The only performance I can recollect from District 9 is that of Sharlto Copley, the lead. You see everything that happens in his life. He delivers what is expected from a simpleton who gets exploited. There is a scene in the film where he sees himself on screen being accused of having sexual intercourse with a prawn. On any other occasion, I would've found it hilarious. But Sharlto Copley's performance made me feel pity.

I don't know why, but I think that Neill Blomkamp and James Cameron both engage in bestiality and haven't had enough. In just one month, I've seen two films in which the main character's relationship is with an alien.

Grazing upon themes such as apartheid and Xenophobia, District 9 is a fresh,original and riveting film with high brow visual effects. A definite contender in the best original screenplay and best picture category but sadly, not in the best director.
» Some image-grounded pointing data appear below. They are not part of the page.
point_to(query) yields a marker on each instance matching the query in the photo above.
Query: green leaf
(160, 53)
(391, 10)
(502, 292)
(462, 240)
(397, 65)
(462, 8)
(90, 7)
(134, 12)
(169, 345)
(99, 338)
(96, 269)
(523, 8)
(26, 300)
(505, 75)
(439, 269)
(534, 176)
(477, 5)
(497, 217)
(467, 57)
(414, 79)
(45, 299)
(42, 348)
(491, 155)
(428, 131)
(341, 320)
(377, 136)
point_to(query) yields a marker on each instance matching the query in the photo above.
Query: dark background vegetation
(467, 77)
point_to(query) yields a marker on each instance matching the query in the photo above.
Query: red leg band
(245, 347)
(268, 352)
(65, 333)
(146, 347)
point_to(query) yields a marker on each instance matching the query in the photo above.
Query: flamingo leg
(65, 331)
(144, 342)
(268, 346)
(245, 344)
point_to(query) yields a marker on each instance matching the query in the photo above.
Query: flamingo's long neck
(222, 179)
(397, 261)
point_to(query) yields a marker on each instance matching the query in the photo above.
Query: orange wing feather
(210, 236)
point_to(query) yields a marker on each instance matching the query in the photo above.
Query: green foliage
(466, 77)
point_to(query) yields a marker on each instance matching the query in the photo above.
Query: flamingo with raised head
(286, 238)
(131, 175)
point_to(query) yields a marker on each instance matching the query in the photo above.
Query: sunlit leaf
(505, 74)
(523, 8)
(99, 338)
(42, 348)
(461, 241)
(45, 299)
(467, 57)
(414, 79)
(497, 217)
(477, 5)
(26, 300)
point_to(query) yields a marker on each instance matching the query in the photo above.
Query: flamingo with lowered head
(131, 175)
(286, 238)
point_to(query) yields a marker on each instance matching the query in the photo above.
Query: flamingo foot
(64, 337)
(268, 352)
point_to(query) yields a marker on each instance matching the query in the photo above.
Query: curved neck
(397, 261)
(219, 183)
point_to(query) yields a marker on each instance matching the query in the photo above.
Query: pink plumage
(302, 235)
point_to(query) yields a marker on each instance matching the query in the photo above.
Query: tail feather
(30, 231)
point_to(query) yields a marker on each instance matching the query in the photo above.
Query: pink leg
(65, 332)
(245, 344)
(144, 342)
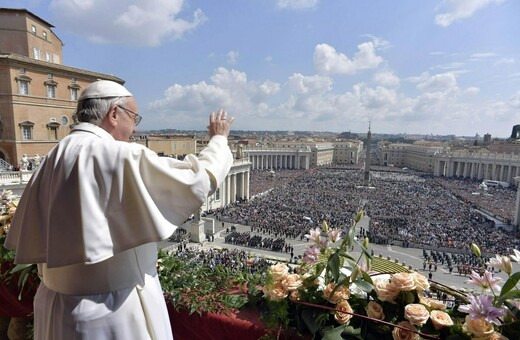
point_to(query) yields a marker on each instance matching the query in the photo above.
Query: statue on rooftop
(515, 132)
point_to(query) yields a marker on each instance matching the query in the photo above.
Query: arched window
(51, 88)
(53, 127)
(74, 90)
(23, 84)
(27, 128)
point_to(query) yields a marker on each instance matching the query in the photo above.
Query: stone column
(246, 184)
(517, 206)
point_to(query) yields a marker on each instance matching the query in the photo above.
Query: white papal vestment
(90, 217)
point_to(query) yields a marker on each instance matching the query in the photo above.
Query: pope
(93, 211)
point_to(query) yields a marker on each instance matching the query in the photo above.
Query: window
(51, 88)
(53, 127)
(27, 128)
(73, 94)
(74, 90)
(23, 84)
(24, 87)
(51, 91)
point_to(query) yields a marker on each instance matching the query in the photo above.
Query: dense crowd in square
(409, 208)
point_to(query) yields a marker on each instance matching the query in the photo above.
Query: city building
(347, 152)
(418, 156)
(38, 94)
(168, 145)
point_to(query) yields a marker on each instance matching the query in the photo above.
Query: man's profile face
(125, 126)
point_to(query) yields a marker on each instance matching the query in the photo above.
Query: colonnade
(503, 169)
(278, 160)
(235, 186)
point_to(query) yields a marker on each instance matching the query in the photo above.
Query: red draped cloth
(242, 326)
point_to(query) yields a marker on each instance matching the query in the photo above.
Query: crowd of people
(233, 259)
(402, 206)
(256, 241)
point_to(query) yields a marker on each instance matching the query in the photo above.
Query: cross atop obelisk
(367, 158)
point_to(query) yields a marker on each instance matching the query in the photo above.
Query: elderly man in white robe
(91, 215)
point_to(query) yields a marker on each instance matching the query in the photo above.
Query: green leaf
(364, 285)
(367, 277)
(510, 283)
(515, 294)
(333, 266)
(332, 333)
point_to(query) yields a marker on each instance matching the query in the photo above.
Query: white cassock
(91, 216)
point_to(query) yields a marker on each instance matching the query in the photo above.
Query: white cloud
(472, 90)
(514, 101)
(483, 55)
(128, 22)
(457, 10)
(233, 57)
(328, 61)
(441, 82)
(297, 4)
(386, 78)
(311, 102)
(505, 61)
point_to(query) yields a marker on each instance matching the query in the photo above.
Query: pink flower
(314, 235)
(516, 257)
(311, 254)
(501, 262)
(487, 281)
(482, 307)
(334, 235)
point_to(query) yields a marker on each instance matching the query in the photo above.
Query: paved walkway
(410, 256)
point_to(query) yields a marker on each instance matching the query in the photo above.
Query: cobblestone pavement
(410, 256)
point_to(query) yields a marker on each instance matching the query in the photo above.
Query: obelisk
(367, 158)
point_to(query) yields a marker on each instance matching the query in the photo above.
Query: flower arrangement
(9, 273)
(332, 295)
(200, 288)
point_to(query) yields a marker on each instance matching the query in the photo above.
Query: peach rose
(295, 296)
(479, 328)
(416, 313)
(401, 334)
(375, 310)
(403, 281)
(440, 319)
(342, 293)
(437, 304)
(279, 271)
(315, 282)
(386, 291)
(425, 301)
(343, 318)
(292, 282)
(421, 283)
(277, 292)
(497, 336)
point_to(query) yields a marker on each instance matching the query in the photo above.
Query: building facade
(38, 94)
(492, 166)
(347, 152)
(418, 156)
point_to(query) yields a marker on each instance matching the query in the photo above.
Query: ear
(110, 120)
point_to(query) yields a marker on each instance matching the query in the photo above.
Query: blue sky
(408, 66)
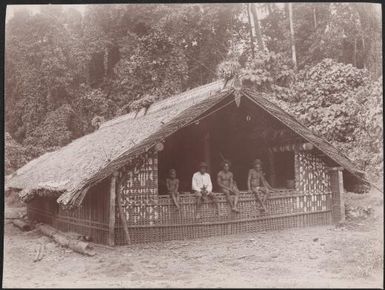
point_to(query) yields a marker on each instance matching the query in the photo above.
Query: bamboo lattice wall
(311, 172)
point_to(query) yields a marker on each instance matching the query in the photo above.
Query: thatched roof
(72, 169)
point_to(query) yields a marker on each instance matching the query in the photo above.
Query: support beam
(207, 155)
(293, 147)
(111, 224)
(123, 217)
(272, 168)
(337, 187)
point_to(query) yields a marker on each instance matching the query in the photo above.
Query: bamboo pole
(111, 224)
(292, 39)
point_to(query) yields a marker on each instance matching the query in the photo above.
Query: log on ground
(24, 226)
(65, 241)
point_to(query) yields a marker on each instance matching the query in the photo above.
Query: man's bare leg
(236, 199)
(199, 204)
(174, 199)
(256, 192)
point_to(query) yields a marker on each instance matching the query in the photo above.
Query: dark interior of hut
(236, 133)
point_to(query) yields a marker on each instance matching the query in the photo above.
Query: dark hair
(224, 162)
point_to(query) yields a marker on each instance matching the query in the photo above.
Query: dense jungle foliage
(66, 71)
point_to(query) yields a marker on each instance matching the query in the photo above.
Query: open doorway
(236, 133)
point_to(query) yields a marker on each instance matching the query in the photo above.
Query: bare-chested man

  1. I certainly don’t blame you for turning your nose up at science fiction movies, but I’m glad that there’s one sci-fi movie that you can genuinely like. I think the reason you ended up liking it is that it felt so REAL and tangible. The fact that it was set on Earth instead in outer space helps a lot. Plus, the VFX wove in so seamlessly even with the supposedly reality-style cameras in the mockumentary parts. You tend to forget that during filming, it was just a guy on stilts wearing a suit covered with dots being picked up by high-tech cameras playing the aliens. Also, Wikus’s struggle when you take out the alien factor of it is very human. It’s not a fight to be human again; it’s a fight to do what’s right, even if it meant sacrifice.